09/01/2010 4:00 AM |

I’m Having Fun Now is the debut full-length from Jenny and Johnny, the new project featuring veteran indie rock siren Jenny Lewis and her songwriting boyfriend, Johnathan Rice. It comes at a time in each of their careers when they need to get beyond some of the things that have been holding them back.

Jenny Lewis has the dubious distinction of being far more talented than the entirety of her recorded output would seem to indicate. As far back as The Execution of All Things, the very much underrated Rilo Kiley album from 2002, she’s displayed a keen ear for melody, and an even keener sense of drama and style. Every album she’s made (save, perhaps, for Rilo Kiley’s abysmal swan song, Under the Blacklight) has had its share of near perfect songs, be they classic indie pop, gospel-leaning soul, or Laurel Canyon folk. But she’s never been able to sustain it for too long, drifting all too frequently into dialed in, cliched takes on whatever genre she’s working in at the moment.

Johnathan Rice has the rather more dubious distinction of being known more for the person he’s dating than for the work he’s done, which has been mostly of the terminally boring singer-songwriter variety you’re always hearing in the background on Grey’s Anatomy.

Even at their worst, both Lewis and Rice have always had similar saving graces in that they can straight-up sing their asses off—she does sultry yearning and playful, self-aware complaining as well as anyone, while his clear, deceivingly strong voice lends itself to any number of styles, making him the perfect foil for his chameleonic partner. More than anything else, their vocals take center stage on I’m Having Fun Now, and it makes for a remarkably pleasant listening experience.

They share vocal duties on most songs, with the first single and opening track, “Scissor Runner.” offering a pretty good idea of what’s to follow. Rice takes the lead on the verses, with Lewis contributing only the tail end of a few call and response-type lines. By the time the chorus rolls around, though, they’re singing together. The first time you hear it is an undeniable a-ha moment. If they made only the most terrible decisions from here on in, it still wouldn’t be so bad. They sound wonderful together.

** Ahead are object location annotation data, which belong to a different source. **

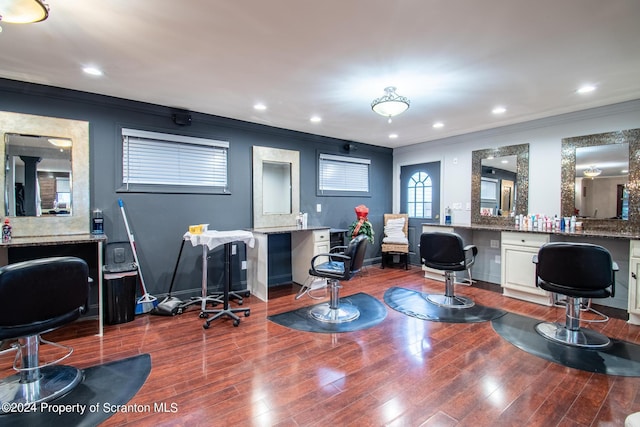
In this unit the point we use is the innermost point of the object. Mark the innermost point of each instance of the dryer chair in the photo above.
(339, 267)
(576, 270)
(36, 297)
(447, 252)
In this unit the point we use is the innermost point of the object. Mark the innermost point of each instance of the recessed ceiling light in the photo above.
(92, 71)
(586, 89)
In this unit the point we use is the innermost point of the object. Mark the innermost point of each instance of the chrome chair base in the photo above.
(53, 382)
(450, 301)
(341, 314)
(582, 337)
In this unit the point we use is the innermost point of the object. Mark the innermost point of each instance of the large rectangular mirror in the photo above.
(276, 187)
(499, 184)
(600, 178)
(45, 186)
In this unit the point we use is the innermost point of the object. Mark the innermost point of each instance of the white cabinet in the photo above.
(634, 277)
(518, 270)
(304, 245)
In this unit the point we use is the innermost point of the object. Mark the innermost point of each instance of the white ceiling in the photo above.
(455, 59)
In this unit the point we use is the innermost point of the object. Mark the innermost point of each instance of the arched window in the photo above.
(420, 195)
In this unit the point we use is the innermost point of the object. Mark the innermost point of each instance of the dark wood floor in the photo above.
(402, 372)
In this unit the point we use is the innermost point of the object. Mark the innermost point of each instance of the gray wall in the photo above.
(158, 221)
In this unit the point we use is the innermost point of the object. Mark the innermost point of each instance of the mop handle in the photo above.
(133, 246)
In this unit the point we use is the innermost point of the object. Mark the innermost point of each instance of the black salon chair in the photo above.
(36, 297)
(340, 266)
(576, 270)
(447, 252)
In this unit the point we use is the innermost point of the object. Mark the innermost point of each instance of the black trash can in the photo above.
(120, 284)
(119, 296)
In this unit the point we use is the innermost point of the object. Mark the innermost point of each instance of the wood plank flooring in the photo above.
(402, 372)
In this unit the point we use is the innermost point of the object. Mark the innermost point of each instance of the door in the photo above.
(420, 198)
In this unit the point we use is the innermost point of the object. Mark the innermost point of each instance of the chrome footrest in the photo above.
(52, 382)
(344, 313)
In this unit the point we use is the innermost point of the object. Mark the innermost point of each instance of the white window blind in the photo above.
(344, 174)
(151, 158)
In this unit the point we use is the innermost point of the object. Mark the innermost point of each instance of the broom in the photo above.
(146, 302)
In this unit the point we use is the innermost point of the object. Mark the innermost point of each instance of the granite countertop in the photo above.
(55, 240)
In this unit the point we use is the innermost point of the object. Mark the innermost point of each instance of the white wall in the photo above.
(544, 137)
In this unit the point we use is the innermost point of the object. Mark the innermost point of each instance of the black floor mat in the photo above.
(103, 389)
(413, 303)
(372, 312)
(621, 358)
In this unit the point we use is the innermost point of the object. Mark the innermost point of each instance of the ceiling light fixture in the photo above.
(23, 11)
(586, 89)
(92, 71)
(391, 104)
(592, 172)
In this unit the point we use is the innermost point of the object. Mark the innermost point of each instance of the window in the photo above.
(340, 175)
(157, 162)
(420, 195)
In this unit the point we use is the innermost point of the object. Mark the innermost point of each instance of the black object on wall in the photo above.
(182, 118)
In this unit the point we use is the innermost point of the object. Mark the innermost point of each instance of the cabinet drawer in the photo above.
(321, 236)
(524, 239)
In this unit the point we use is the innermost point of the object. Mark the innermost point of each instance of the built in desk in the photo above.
(512, 251)
(305, 243)
(88, 247)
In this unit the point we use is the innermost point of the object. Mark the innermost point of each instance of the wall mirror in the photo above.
(499, 184)
(38, 175)
(276, 187)
(46, 178)
(600, 180)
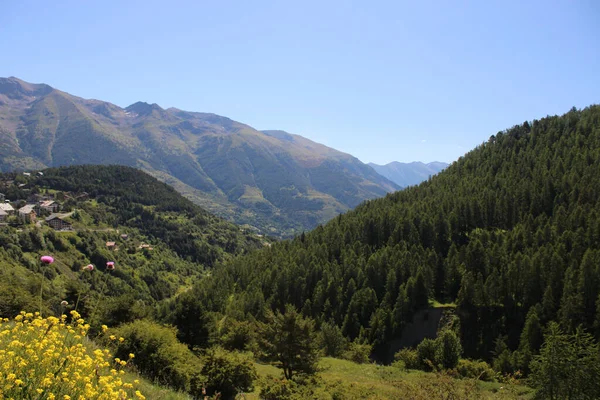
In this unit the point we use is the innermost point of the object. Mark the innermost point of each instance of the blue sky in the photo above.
(382, 80)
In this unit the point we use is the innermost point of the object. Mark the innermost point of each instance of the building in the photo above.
(7, 208)
(58, 222)
(50, 206)
(27, 213)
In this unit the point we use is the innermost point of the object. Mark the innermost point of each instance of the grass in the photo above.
(437, 304)
(342, 379)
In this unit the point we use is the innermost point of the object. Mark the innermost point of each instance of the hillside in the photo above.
(279, 183)
(160, 241)
(510, 233)
(408, 174)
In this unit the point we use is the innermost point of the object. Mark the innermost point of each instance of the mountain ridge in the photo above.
(276, 182)
(409, 174)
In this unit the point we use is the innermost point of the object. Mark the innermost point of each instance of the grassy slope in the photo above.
(371, 381)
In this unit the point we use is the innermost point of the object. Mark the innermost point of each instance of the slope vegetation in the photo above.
(510, 232)
(160, 243)
(276, 182)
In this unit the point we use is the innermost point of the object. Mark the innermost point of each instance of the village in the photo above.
(48, 207)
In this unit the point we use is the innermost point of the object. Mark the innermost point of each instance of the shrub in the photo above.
(159, 355)
(426, 355)
(448, 349)
(228, 372)
(475, 370)
(408, 357)
(357, 352)
(272, 388)
(48, 358)
(332, 340)
(235, 335)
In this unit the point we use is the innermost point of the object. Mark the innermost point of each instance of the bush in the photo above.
(408, 357)
(235, 335)
(475, 370)
(332, 340)
(272, 388)
(359, 353)
(448, 349)
(159, 355)
(426, 355)
(228, 372)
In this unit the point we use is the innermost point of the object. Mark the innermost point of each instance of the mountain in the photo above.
(274, 181)
(506, 241)
(408, 174)
(161, 242)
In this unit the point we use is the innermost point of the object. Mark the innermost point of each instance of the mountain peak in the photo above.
(143, 108)
(408, 174)
(15, 88)
(281, 135)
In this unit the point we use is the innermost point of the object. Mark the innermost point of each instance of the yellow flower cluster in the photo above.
(48, 358)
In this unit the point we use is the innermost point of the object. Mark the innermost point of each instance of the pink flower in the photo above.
(89, 267)
(47, 259)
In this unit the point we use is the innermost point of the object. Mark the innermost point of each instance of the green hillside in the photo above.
(510, 233)
(162, 243)
(276, 183)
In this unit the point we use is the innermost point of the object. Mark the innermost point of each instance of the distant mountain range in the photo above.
(274, 181)
(408, 174)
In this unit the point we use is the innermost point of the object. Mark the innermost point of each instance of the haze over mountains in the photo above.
(275, 181)
(408, 174)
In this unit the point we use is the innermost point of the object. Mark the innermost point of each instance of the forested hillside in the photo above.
(277, 183)
(159, 241)
(510, 233)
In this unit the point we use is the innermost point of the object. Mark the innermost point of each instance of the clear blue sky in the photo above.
(382, 80)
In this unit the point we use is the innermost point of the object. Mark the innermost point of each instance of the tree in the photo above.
(228, 373)
(331, 339)
(448, 349)
(290, 340)
(567, 366)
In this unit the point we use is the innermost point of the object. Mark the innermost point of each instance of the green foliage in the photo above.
(475, 369)
(568, 366)
(290, 340)
(159, 355)
(448, 349)
(232, 334)
(427, 355)
(512, 224)
(408, 357)
(272, 388)
(358, 352)
(332, 340)
(227, 373)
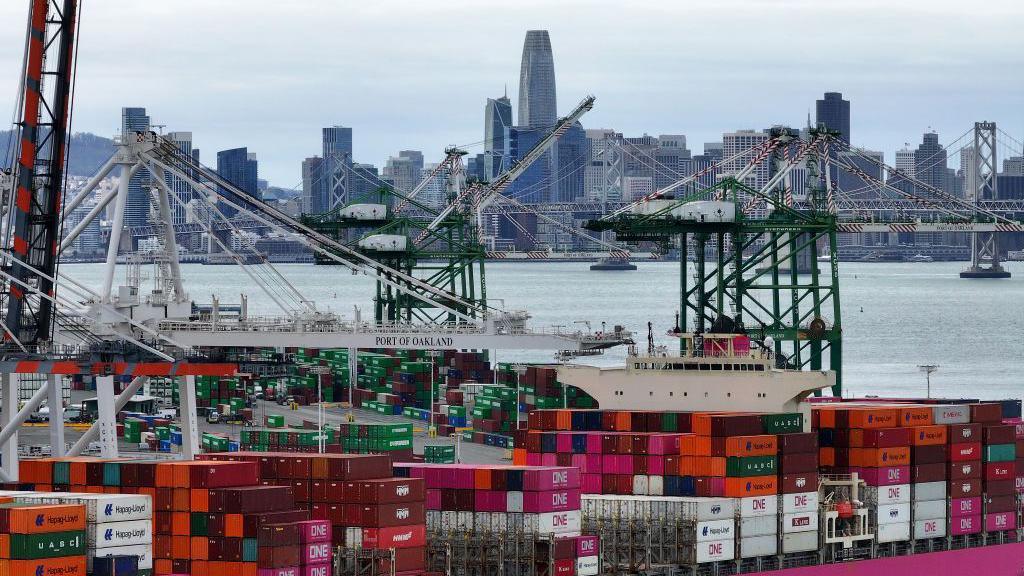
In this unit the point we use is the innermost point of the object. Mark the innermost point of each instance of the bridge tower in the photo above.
(982, 186)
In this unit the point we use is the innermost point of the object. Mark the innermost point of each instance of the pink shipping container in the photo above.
(290, 571)
(316, 552)
(552, 501)
(965, 525)
(890, 476)
(965, 506)
(586, 545)
(550, 479)
(323, 569)
(314, 531)
(1000, 521)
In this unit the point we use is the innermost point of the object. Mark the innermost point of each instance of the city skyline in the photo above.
(911, 78)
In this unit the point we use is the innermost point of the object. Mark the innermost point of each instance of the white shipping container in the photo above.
(587, 566)
(800, 502)
(715, 530)
(758, 526)
(144, 553)
(655, 485)
(882, 495)
(758, 505)
(929, 491)
(758, 545)
(894, 513)
(951, 414)
(640, 485)
(716, 550)
(896, 532)
(929, 529)
(112, 534)
(800, 522)
(930, 509)
(800, 542)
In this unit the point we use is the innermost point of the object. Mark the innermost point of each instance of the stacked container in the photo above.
(799, 492)
(42, 539)
(541, 500)
(999, 461)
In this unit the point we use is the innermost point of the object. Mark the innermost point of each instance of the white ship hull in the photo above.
(631, 388)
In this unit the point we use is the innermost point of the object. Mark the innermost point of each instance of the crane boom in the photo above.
(504, 180)
(35, 219)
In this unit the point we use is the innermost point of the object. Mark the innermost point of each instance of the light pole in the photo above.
(320, 371)
(928, 369)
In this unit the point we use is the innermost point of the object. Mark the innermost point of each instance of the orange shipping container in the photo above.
(880, 457)
(68, 566)
(929, 436)
(915, 416)
(754, 486)
(764, 445)
(39, 519)
(873, 417)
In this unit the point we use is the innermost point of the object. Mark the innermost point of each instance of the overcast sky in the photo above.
(268, 74)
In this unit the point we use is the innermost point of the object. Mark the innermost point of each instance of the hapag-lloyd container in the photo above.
(142, 551)
(965, 506)
(800, 522)
(323, 569)
(801, 502)
(929, 529)
(887, 494)
(101, 507)
(715, 550)
(758, 505)
(894, 513)
(120, 533)
(965, 525)
(714, 530)
(315, 552)
(1000, 521)
(757, 526)
(755, 546)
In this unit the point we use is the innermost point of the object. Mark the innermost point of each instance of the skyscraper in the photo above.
(834, 113)
(137, 206)
(537, 81)
(497, 122)
(239, 167)
(337, 162)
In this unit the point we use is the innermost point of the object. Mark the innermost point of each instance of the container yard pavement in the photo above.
(469, 452)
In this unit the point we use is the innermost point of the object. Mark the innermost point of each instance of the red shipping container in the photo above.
(1001, 503)
(798, 483)
(928, 472)
(395, 537)
(965, 488)
(964, 433)
(986, 412)
(965, 452)
(1001, 434)
(1000, 470)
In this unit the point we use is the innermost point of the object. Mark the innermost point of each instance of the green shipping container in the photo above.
(53, 544)
(1000, 453)
(787, 422)
(751, 465)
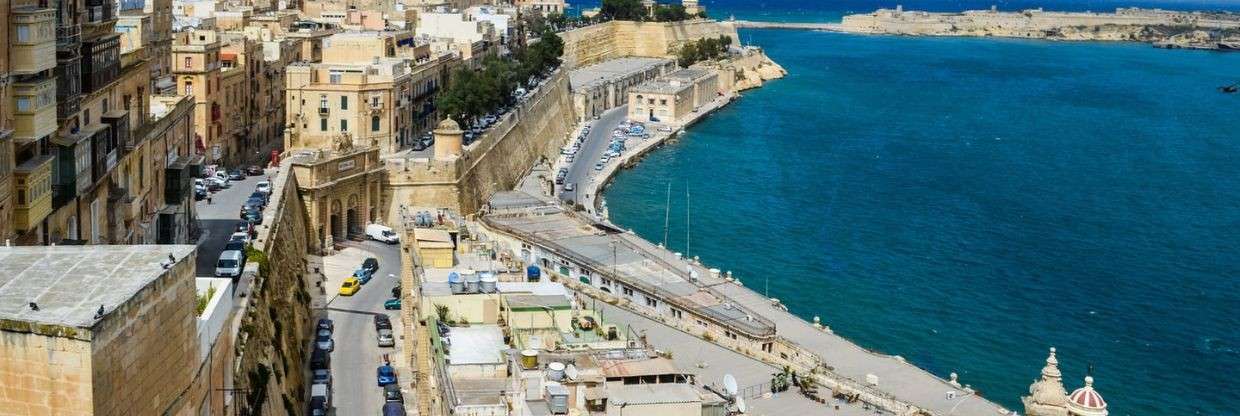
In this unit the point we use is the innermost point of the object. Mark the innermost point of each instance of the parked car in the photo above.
(263, 186)
(394, 303)
(324, 323)
(321, 376)
(385, 375)
(323, 340)
(320, 360)
(382, 322)
(350, 286)
(230, 263)
(382, 232)
(362, 276)
(385, 338)
(392, 394)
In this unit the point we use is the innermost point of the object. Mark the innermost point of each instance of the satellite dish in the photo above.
(729, 385)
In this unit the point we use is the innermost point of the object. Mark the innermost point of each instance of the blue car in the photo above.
(386, 375)
(363, 275)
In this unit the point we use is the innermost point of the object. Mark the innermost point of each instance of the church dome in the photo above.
(1085, 401)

And they sound happy, too, as the album’s title suggests, even though the peppiness of their delivery belies the more grim tone of many of the lyrics. Standout track “Big Wave” laments the country’s sad financial state, and the things we do to escape, from drugs (prescription and otherwise) to casual sex. Elsewhere on the record, they seem exhausted, tired of abusing themselves and calling it part of the life they signed up for. In that way, and sonically as well, there’s a pretty striking similarity between I’m Having Fun Now and It’s a Shame About Ray-era Lemonheads, when Evan Dando enlisted the help of Juliana Hatfield on bass and backing vocals. There’s no clear leader in Jenny and Johnny, but one suspects that will change pretty quickly when they perform live. Lewis has the bigger voice and the bigger presence, for whatever that’s worth.

They could have gone in any number of directions with this album, and it’s to their eternal credit that they made something this straightforward sound so smart, especially at a time when straightforward and smart have come to be viewed as contradictory. This is the best work Lewis has done in years, and by far the best work of Rice’s career.